Train nodded politely. “Yessir . . .”

 

 

“You need a lift?”

 

 

He looked back down the road, afraid of the man suddenly, and afraid someone would see them talking. “No sir,” he said, “I’ll just take the bus.”

 

 

Mr. Packard nodded and rolled the window up and was on his way.

 

 

Train walked up the road into the Cadillac’s exhaust. He had a lump behind his ear, fifty-two dollars in his pocket, and a slow headache. His shirt was wrinkled from where he washed out the blood. He was thirsty and tired, and he hadn’t eaten since five that morning.

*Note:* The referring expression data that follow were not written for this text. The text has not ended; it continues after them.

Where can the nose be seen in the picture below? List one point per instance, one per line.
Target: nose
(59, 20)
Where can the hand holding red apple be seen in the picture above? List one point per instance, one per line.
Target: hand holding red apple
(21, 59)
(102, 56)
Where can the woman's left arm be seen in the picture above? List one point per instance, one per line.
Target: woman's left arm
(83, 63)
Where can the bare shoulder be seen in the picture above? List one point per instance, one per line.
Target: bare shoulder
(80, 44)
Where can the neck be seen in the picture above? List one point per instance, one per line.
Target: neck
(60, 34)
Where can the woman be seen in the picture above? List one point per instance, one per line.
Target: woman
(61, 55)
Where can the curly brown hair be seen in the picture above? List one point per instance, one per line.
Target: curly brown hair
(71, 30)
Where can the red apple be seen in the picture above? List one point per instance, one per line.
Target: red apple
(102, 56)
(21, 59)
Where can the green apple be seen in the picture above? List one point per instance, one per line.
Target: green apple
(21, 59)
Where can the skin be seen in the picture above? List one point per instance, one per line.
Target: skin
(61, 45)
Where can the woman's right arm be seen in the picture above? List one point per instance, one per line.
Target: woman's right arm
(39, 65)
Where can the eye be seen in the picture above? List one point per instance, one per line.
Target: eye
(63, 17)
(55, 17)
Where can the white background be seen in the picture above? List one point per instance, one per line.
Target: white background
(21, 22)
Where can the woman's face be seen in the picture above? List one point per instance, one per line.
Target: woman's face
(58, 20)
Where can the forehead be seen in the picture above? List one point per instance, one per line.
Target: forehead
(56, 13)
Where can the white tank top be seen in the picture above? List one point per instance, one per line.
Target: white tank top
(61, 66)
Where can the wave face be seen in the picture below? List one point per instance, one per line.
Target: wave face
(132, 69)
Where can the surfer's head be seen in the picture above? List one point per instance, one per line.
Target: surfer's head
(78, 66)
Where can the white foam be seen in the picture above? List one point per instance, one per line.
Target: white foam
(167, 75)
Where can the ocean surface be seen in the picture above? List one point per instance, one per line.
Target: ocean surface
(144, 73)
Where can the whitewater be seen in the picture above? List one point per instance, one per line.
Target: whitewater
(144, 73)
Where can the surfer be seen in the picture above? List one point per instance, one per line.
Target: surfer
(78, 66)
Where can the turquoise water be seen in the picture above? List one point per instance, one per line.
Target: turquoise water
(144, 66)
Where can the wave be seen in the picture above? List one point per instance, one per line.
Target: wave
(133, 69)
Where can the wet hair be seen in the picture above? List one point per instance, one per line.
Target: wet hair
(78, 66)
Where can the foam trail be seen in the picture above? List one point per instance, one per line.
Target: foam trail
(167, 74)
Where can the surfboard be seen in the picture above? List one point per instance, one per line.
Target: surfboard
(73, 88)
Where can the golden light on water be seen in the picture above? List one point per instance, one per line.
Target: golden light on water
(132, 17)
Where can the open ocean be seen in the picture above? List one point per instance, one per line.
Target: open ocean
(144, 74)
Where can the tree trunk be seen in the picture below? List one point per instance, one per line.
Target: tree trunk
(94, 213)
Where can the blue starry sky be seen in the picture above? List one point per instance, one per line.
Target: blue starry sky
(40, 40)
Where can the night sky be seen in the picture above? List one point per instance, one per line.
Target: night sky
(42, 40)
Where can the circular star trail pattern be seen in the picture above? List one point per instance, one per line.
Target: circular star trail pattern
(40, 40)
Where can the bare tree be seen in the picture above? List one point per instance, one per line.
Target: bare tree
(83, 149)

Hadn’t felt like food once and still didn’t.

 

 

He let himself think then about how it would be riding home in the Cadillac, getting out in front of the house with fifty dollars in his pocket.

 

 

He stumbled then, light-headed and excited. He been hurt, though, and remembered the last time he bled out like this his mother took him to the butcher to drink cow blood to put back what he lost. Thinking of that, he dry-heaved up right there on the side of the road, again and again and again, heaved until his stomach felt like something in there wrung it out.

 

 

 

 

3

 

 

NORAH

 

 

The Georgia Peach, Newport Beach Marina

 

 

T
HEY’D COME OVER THE SIDE EARLY IN THE morning, an hour before sunrise, rowing out in the dark from the marina in a stolen wooden dinghy, neither of them able to swim.